The Chronic Disease Program employs two health professionals, who work with the doctor ‘buddies’ as a team to encourage the prevention, early detection and coordinated management of chronic diseases such as hypertension, diabetes, heart disease, kidney disease and others.
The goal is for the chronic disease team to act as the directors of these activities, planning and coordinating them rather than actually carrying out all the ground work themselves.
For example, the Chronic Disease AHW whose main area is diabetes will at regular intervals generate lists of DAHS patients with diabetes who are overdue for a HbA1C diabetes monitoring test. They will then notify these patients that they are overdue and offer follow-up, which might be to get a lift with the DAHS driver on a day which best suits the patient to attend the DAHS general clinic for their follow-up. Or they may choose to make an appointment for the next DAHS CDM clinic.

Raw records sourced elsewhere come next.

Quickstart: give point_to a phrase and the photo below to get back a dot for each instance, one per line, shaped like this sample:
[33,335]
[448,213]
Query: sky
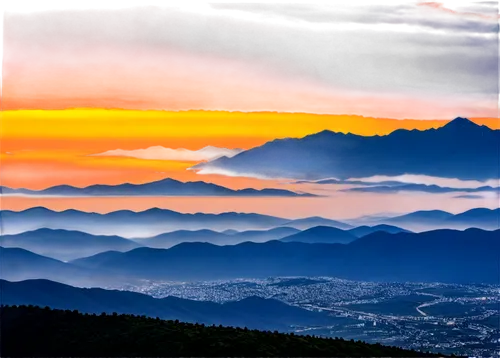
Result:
[80,82]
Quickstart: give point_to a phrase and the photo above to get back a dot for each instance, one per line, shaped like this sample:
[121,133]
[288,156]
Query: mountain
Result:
[307,223]
[252,312]
[128,223]
[43,332]
[166,240]
[170,239]
[480,217]
[433,256]
[361,231]
[264,235]
[435,189]
[488,219]
[218,151]
[435,152]
[321,234]
[65,244]
[165,187]
[19,264]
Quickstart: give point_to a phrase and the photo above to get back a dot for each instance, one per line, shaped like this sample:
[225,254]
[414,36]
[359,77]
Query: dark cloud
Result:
[352,44]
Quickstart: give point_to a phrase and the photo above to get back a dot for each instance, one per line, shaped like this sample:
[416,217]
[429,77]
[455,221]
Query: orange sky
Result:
[139,92]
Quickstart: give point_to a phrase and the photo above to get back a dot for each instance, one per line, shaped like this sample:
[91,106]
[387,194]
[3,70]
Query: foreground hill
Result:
[435,256]
[29,332]
[252,312]
[434,152]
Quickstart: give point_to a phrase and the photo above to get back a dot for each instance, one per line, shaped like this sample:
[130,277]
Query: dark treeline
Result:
[29,331]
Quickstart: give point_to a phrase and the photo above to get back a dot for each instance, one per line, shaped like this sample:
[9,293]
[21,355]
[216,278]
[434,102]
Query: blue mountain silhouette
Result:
[460,149]
[165,187]
[66,244]
[252,312]
[321,234]
[435,189]
[361,231]
[480,218]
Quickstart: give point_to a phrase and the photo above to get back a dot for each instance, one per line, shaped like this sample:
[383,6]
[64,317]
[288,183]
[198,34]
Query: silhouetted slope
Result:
[218,151]
[361,231]
[437,152]
[19,264]
[170,239]
[441,255]
[251,312]
[66,245]
[264,235]
[165,187]
[435,189]
[29,332]
[307,223]
[129,223]
[321,234]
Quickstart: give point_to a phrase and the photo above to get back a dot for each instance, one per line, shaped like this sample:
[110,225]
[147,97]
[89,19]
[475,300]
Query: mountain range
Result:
[437,152]
[435,189]
[69,245]
[157,221]
[321,234]
[18,264]
[433,256]
[484,218]
[148,223]
[170,239]
[164,187]
[251,312]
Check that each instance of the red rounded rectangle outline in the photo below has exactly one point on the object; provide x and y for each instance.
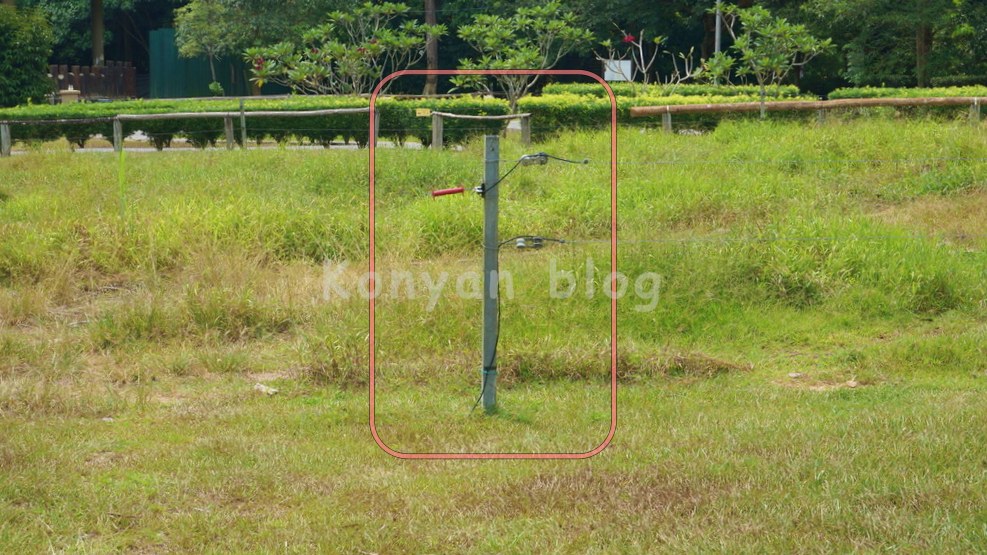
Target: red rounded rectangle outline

There are a number of Aboriginal Health Workers at DAHS who are skilled in the use of the retinal camera to screen for diabetic eye disease. Photos are taken with the camera through dilated pupils every year and pictures are then sent via secure messaging using MMEX to the ophthalmologist in Perth for analysis and comment. These photos can be done opportunistically (offering the service when a patient happens to be in the clinic for another reason, e.g. a dressing) or in a targeted way (diabetes worker generates a list of patients overdue for retinal screening and invites them to attend on a particular day).